NOTE: Injuries, illnesses, and first aid cases (including off-site job-related injuries) are to be reported to your Supervisor/SOTR/Sponsor or Occupational Medicine as part of the process outlined within ES&H Manual Chapter 6800 Appendix T2 Injuries and Illnesses Requiring First aid or Emergency Medical Response.
· Immediately notify the ESH&Q Reporting Officer (cell 876-1750), Division Safety Officer, and Associate Director/Division Manager of an event occurrence including time, location, and observed details.
· Ensure the affected area/equipment is preserved pending an investigation. This may include cordoning off the area and taking preliminary photographs.
· Inform the Laboratory Director and the Chief Operating Officer of an event as soon as possible.
· Ensure event investigations are conducted in a timely and effective manner.
· Appoint a Lead Investigator to investigate an event.
· Use the Jefferson Lab CATS to coordinate tracking and documentation of corrective actions.
· Ensure that lessons learned, corrective, and future preventive actions are initiated.
· Ensure event investigation training is provided to specified personnel and maintain a list of trained investigators.
· Categorize events in accordance with DOE reporting criteria.
· Provide technical expertise during investigations to ensure compliance with DOE requirements.
· Ensure the investigation is documented in accordance with the requirements outlined in this appendix.
· Perform initial and follow-up reporting consistent with the event’s significance code.
· Maintain Contact Information for Urgent Events listing.
DOE Reporting, including ORPS, CAIRS and NTS determinations, is the sole responsibility of the ESH&Q Reporting Officer. After the initial facts of the event are adequately known, the ESH&Q Reporting Officer evaluates DOE reportability and proceeds as appropriate and performs the reporting procedures found in ES&H Manual Chapter 5300 Occurrence Reporting to DOE.

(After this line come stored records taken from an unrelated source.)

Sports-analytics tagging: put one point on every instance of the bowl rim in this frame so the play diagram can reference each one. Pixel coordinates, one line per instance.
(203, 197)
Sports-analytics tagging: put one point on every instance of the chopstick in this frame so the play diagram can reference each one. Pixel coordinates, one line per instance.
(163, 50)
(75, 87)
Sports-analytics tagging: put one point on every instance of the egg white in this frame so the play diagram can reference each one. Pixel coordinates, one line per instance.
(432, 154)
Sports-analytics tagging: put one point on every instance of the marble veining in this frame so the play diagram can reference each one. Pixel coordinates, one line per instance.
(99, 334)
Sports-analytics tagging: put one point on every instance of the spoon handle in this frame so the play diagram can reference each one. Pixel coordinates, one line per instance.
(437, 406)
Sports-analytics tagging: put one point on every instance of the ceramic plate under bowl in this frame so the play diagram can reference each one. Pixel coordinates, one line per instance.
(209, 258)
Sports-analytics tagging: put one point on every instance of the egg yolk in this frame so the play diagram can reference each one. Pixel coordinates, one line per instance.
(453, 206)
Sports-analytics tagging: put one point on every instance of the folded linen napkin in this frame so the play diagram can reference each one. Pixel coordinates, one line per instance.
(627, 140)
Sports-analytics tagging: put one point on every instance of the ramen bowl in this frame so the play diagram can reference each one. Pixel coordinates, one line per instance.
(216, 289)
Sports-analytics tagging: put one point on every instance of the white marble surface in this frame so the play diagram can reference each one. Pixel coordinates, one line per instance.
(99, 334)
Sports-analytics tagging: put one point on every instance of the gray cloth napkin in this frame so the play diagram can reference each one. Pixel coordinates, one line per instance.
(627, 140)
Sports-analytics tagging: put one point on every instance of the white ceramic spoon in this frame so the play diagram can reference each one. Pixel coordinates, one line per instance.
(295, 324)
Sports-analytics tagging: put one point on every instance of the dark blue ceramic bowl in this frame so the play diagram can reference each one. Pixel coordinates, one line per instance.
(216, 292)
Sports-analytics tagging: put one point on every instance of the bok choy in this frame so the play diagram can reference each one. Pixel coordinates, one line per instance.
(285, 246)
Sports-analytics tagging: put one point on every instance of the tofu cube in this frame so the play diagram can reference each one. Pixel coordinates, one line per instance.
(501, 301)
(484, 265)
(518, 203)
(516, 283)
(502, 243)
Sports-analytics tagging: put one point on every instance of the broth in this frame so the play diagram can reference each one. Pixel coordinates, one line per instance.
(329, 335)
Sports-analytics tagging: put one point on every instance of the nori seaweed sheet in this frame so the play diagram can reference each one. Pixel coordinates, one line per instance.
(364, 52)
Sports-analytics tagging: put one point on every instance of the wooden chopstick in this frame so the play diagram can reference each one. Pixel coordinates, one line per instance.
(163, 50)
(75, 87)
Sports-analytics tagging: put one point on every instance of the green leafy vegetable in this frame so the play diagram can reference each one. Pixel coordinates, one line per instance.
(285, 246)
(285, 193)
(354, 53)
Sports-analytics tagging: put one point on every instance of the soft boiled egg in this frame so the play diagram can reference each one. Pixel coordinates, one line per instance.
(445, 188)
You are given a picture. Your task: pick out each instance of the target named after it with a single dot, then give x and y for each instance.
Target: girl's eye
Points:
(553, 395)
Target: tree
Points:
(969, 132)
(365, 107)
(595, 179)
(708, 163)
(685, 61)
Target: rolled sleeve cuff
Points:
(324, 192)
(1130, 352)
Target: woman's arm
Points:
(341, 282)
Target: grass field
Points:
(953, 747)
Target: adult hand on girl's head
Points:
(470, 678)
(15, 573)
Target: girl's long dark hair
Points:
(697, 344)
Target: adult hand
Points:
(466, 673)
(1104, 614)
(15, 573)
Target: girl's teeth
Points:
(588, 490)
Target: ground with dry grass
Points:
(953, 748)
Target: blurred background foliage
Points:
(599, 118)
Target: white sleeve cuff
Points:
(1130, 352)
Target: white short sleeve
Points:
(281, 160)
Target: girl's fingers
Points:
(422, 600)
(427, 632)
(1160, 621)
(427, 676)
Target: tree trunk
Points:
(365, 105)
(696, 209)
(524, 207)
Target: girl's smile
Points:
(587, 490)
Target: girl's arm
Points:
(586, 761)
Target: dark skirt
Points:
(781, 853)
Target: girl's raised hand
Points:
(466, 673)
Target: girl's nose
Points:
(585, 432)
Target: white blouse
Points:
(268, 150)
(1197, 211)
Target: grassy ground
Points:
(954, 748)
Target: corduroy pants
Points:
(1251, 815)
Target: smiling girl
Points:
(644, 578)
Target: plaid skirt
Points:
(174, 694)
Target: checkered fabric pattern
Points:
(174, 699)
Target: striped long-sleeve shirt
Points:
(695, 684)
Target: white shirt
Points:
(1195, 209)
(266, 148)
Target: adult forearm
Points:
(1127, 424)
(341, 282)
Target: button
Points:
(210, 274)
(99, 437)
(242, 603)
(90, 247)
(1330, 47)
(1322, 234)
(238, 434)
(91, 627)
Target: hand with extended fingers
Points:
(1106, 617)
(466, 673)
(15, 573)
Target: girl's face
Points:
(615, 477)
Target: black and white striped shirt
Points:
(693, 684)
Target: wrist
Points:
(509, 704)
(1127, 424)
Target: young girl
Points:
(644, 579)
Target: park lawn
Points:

· Form the investigation team.
· Ensure at least one individual on the team is trained in Event Investigation and Root Cause Analysis (SAF 124) – this person is assigned responsibility for conducting the Causal Analysis.
· Coordinate event investigation activities.
· Document the event investigation and analysis information using ES&H Manual 5200 Appendix T1 Notable Event Worksheet.
Responsibilities for each process step are outlined within the procedure.
o Involved Person(s):
Immediately notify your Supervisor/ SOTR/ Sponsor (voice contact required) – This will happened as part of the process outlined within ES&H Manual Chapter 6800 Appendix T2 Injuries and Illnesses Requiring First Aid or Emergency Medical Response.
§ Supervisor/SOTR/Sponsor: Tell Involved Person to cordon off the area, take photographs, and perform other activities to preserve evidence.
o Supervisor/SOTR/Sponsor Notifies:
§ ESH&Q Reporting Officer (after business hours use cell phone 757-876-1750).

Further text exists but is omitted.